Fue precisamente ella, la candidata de Nueva Alianza, la que se salió del guión y recaló contra la priista Paredes pues la acusó de haber destruido al Partido Revolucionario Institucional (PRI) en el Distrito Federal.
“Este debate es sólo entre tres candidatos, porque una está pensando en la Secretaría General de su Partido antes de pensar en la ciudad”, declaró, lo que pareció más un tufo a exhalación por la herida que otra cosa.
Y es que la ex priista y ahora candidata panalista se vio obligada a renunciar al "partido de mis amores", como lo declaró en su momento, cuando fue golpeada por un grupo de priistas encabezados por Cuahutémoc Gutiérrez, conocido como el Zar de la Basura, que en ese momento fue protegido por la dirigente del PRI, Beatriz Paredes.
En fin que, ante el manejo de la oposición, la estrategia de Mancera fue simple: no salirse del guión y mantener en su discurso la la imagen de una persona que propone, que es positiva y que va a resolver los problemas de la ciudad sin tener que romper con el actual Jefe de Gobierno, Marcelo Ebrard.
Entre sus propuestas estuvo el impulsar los barrios para consolidar el concepto de “calle de juego”, con todos los implementos y mobiliario urbano.

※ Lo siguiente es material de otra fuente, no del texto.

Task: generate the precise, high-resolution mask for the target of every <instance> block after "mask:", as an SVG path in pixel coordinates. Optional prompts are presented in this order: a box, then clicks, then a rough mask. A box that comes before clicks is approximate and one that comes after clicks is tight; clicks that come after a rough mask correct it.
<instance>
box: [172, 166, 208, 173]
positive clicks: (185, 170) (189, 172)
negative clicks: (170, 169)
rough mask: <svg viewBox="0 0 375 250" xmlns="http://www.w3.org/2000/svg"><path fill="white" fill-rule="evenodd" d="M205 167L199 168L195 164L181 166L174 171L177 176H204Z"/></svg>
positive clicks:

Abordar el tema de Infraestructura y espacios públicos, señaló que en urbanismo estratégico su plan es impulsar el desarrollo de zonas como Iztapalapa, Xochimilco, Azcapotzalco y otras áreas de la capital en lo social y estratégico.

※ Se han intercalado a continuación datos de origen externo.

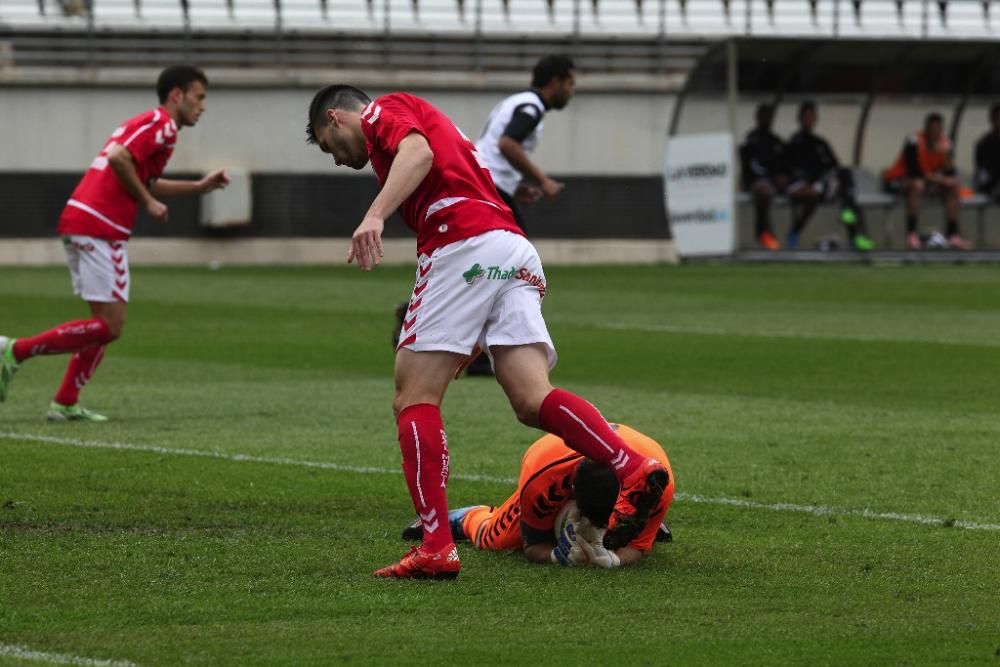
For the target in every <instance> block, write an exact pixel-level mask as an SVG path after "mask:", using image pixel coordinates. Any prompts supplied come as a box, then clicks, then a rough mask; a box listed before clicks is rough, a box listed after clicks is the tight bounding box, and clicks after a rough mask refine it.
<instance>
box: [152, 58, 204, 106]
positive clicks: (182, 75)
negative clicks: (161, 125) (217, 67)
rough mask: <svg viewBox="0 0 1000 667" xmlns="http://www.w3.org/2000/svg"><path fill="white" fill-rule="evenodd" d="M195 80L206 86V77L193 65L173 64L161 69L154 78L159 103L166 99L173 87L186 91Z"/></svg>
mask: <svg viewBox="0 0 1000 667" xmlns="http://www.w3.org/2000/svg"><path fill="white" fill-rule="evenodd" d="M195 81H201V85H203V86H205V87H206V88H207V87H208V77H207V76H205V73H204V72H202V71H201V70H200V69H198V68H197V67H195V66H194V65H173V66H171V67H168V68H167V69H165V70H163V71H162V72H160V77H159V78H158V79H157V80H156V94H157V95H159V97H160V104H163V103H164V102H166V101H167V98H168V97H170V91H172V90H173V89H174V88H180V89H181V90H182V91H184V92H185V93H186V92H187V90H188V88H190V87H191V84H192V83H194V82H195Z"/></svg>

“Vamos a trabajar en los corredores culturales, como el momumento a la Revolución, urbanismo sustentable”, dijo el aspirante a la jefatura de Gobierno.

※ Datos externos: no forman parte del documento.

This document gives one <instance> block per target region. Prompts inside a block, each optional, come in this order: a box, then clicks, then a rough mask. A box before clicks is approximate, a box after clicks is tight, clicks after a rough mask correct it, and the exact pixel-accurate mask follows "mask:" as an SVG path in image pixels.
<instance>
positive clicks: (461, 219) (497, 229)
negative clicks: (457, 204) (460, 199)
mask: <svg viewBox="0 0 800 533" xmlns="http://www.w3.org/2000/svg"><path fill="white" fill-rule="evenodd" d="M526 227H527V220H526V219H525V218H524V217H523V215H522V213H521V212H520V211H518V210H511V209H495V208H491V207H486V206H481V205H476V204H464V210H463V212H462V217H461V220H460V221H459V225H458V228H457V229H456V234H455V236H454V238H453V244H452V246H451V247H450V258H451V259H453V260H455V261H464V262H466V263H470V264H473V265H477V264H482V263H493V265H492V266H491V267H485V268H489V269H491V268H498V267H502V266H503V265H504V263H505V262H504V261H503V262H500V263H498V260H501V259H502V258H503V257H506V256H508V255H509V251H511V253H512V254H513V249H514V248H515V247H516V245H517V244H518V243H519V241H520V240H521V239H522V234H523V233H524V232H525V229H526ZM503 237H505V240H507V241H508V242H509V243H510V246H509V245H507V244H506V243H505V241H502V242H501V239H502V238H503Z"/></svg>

Destacó que la movilidad urbana no solamente es transporte, sino es también por dónde camina el peatón, y para continuar la creación de corredores y del doble de líneas de metrobús, así como a ampliar la línea 12 del Metro.
“Una ciudad como esta tiene que trabajar con el doble de líneas de metrobús. Hoy tenemos 95 kilómetros con 700 mil usuarios, vamos por otros 95 kilómetros”.
Así las cosas, el debate de los candidatos a jefe de Gobierno de la capital tuvo muchas mayores propuestas que las realizadas por los presidenciales, pero, el formato fue tan rígido o más que el de los presidenciables.
Fue un debate en el que no afloró la guerra sucia.